Surprise! I wrote a book review!
The issues I’ve been having with my faith aren’t a secret. I’ve written about my struggles multiple times, although not very deeply. That might be because I’ve been avoiding dealing with them very deeply.
At any rate, one of the things I’ve been doing is reading a lot more religious blogs. That seems to help me process my thoughts a little better when I’m willing to actually deal with them. I’m reading a little bit of everything, from Rachel Held Evans to Red Letter Christians, Samantha Fields, and even Godless In Dixie. I don’t know that it’s helped tremendously yet, but it at least feels like I’m doing something.
Imagine how happy I was to find that fellow former Gravity writer Sarahbeth Caplin was more than occasionally writing on religious topics. She managed to touch a nerve more than once with her posts, and I quickly added her blog to my reader.
Turns out she’s also quite a prolific author, with four novels, a book of poetry, and now two non-fiction books. The latest, Confessions of a Jew-ish Skeptic, continues the narrative of the journey she started in Confessions of a Prodigal Daughter.
This isn’t your normal book review, because the topic is so dear to me.
Caplin is ethnically Jewish but converted to Christianity several years ago. She hit some major road bumps in her faith journey already. A fellow student called her a heretic in seminary after she questioned the traditional Christian interpretation of Isaiah 53. Her father died on the eve of Rosh Hashanah. She’s bounced between the Christian and Jewish identities and the Christian and Jewish cultures for years, and yet still finds herself picking her way across the emotional, cultural, and spiritual minefields generated by those two groups.
Caplin broke the book into two sections: Spiritual Identity and Cultural Identity. Each section has about twenty chapters but the chapters are fairly short – about the length of a good blog post. It’s an easy and fast read if you want it to be, but the chapters are subtly powerful, making you sit back after reading on to mull over the thoughts it brings up.
As a converted Jew, Caplin brings a poignant perspective to so much of the “Christian experience.” Life in Evangelical World, as she calls it.

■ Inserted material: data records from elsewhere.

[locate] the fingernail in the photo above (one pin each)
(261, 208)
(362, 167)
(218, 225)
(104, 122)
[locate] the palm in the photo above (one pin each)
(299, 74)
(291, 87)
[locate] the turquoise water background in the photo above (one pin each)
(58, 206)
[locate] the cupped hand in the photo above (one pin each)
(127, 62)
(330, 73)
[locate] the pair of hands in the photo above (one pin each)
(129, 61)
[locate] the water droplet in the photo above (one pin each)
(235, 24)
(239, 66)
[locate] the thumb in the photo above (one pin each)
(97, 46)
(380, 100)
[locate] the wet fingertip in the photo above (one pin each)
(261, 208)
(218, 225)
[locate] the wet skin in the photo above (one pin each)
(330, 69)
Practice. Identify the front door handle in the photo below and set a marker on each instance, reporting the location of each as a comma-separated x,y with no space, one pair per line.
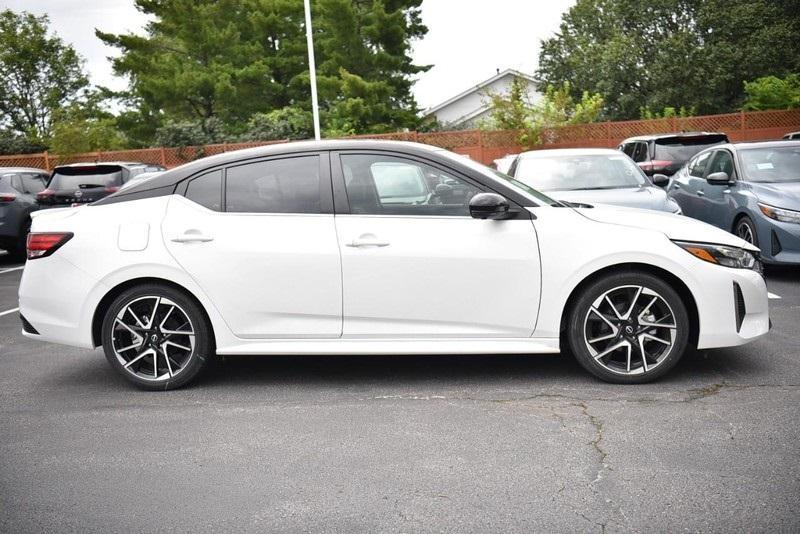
192,236
367,240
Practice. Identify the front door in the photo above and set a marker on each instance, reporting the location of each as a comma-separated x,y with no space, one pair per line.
260,239
416,265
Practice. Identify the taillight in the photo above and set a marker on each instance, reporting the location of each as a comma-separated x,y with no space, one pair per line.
41,245
45,196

I think what I loved most is that she’s working on incorporating the Jewish tradition of asking questions with her new religion. At the same time, she speaks up for those who don’t feel they can ask questions.

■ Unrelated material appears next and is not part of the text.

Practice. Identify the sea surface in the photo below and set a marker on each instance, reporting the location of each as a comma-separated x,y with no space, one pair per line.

I can so sympathize with feeling unable (or not allowed) to ask questions about the faith or religion. Questions seem to imply doubt, and doubt implies a lack of faith. Lack of faith is a bad thing for a Christian. Admitting to others that you have questions is rarely an easy thing to do. It’s even harder when your wife is a pastor.
Caplin spends several chapters talking about how certain common Christian sayings or phrase or beliefs can be troubling or even triggering for abuse survivors. She reminds us of how critical it is to consider where a person might be coming from when using certain phrases. When we say something like, “I’m nothing without Him,” we may mean that Christ is everything to us. But someone who’s heard “You’re NOTHING without me!” from every male in her life isn’t going to be incredibly accepting of the same phrase from or about God right away.

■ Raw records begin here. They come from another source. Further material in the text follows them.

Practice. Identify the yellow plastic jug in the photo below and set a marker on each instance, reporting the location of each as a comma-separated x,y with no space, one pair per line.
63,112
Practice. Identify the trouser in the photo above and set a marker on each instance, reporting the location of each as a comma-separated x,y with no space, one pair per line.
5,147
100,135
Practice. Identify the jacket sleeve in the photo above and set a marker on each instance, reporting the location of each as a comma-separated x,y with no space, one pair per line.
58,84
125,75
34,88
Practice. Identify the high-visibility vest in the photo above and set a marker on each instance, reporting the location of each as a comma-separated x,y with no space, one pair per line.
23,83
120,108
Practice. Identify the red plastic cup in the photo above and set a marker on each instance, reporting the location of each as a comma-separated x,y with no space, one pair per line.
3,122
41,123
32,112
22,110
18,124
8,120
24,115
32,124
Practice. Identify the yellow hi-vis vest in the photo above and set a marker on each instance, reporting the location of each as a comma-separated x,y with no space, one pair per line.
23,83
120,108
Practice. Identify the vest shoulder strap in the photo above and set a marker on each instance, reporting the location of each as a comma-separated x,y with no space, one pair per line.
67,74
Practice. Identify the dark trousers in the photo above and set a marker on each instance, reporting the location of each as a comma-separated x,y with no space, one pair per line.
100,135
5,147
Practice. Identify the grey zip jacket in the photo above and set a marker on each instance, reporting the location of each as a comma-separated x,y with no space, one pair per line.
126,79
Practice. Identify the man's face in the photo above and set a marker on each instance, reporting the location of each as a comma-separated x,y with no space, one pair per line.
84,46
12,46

Her closing paragraphs are still resonating for me.
I’m still a skeptic. A Jew-ish Christian with skeptic tendencies. Not that labels matter.
But if that’s what I am, I don’t think I’m a “true” skeptic, however, that’s defined. I’ll always have questions, but maybe one day I’ll have questions with less doubt. “Skeptic” is not so much a self-identifier as it is a name for a phase—a dry spell, a season—that I’m in right now. It’s not a place I want to stay. I have a long-term goal of getting my faith back. You could say I’m a skeptic with an agenda.
That’s it. That’s me in eighty words. I’m in a dry season in my faith. What Caplin’s book says so eloquently is that it’s okay to be in a dry season. More importantly, though, she tells me I’m not alone. Is there a more powerful message any author can convey?